Outcomes: The main theoretical benefit of PES is a reduction in lifetime polygenic disease risk for children born after screening. The magnitude of the risk reduction has been predicted based on statistical modelling, simulations, and sibling pair analyses. Results based on all methods suggest that under the best-case scenario, large relative risk reductions are possible for one or more diseases. However, as these models abstract several practical limitations, the realized benefits may be smaller, particularly due to a limited number of embryos and unclear future accuracy of the risk estimates. PES may negatively impact patients and their future children, as well as society. The main personal harms are an unindicated IVF treatment, a possible reduction in IVF success rates, and patient confusion, incomplete counselling, and choice overload. The main possible societal harms include discarded embryos, an increasing demand for 'designer babies', overemphasis of the genetic determinants of disease, unequal access, and lower utility in people of non-European ancestries. Benefits and harms will vary across the main potential patient groups, comprising patients already requiring IVF, fertile people with a history of a severe polygenic disease, and fertile healthy people. In the United States, the attitudes of IVF patients and the public towards PES seem positive, while healthcare professionals are cautious, sceptical about clinical utility, and concerned about patient counselling.
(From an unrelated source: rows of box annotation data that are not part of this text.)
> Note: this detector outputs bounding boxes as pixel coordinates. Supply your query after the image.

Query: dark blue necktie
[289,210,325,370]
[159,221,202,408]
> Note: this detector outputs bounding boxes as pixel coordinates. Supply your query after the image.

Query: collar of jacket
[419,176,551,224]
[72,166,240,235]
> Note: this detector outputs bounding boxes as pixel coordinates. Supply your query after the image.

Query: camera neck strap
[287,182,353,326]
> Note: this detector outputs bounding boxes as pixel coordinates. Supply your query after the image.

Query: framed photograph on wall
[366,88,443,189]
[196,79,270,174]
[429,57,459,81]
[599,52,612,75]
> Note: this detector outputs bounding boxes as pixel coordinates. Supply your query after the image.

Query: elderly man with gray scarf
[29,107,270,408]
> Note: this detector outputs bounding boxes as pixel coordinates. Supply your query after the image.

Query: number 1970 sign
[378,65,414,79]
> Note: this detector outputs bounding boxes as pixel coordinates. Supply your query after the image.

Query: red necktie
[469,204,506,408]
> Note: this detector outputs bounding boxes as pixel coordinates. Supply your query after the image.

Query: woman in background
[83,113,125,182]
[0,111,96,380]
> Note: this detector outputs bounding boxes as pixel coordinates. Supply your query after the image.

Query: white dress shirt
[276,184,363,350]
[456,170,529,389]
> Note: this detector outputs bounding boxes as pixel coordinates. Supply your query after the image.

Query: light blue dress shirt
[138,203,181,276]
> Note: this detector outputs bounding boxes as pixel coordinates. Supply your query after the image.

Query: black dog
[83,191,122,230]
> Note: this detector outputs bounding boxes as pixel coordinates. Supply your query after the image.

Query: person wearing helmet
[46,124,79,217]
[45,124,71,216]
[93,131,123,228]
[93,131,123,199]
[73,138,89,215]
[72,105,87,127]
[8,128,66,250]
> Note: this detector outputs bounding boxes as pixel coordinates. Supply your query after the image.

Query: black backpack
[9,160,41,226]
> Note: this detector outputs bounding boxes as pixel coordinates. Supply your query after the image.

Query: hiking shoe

Wider implications: The theoretical potential of PES to reduce risk across multiple polygenic diseases requires further research into its benefits and harms. Given the large number of practical limitations and possible harms, particularly unnecessary IVF treatments and discarded viable embryos, PES should be offered only within a research context before further clarity is achieved regarding its balance of benefits and harms. The gap in attitudes between healthcare professionals and the public needs to be narrowed by expanding public and patient education and providing resources for informative and unbiased genetic counselling.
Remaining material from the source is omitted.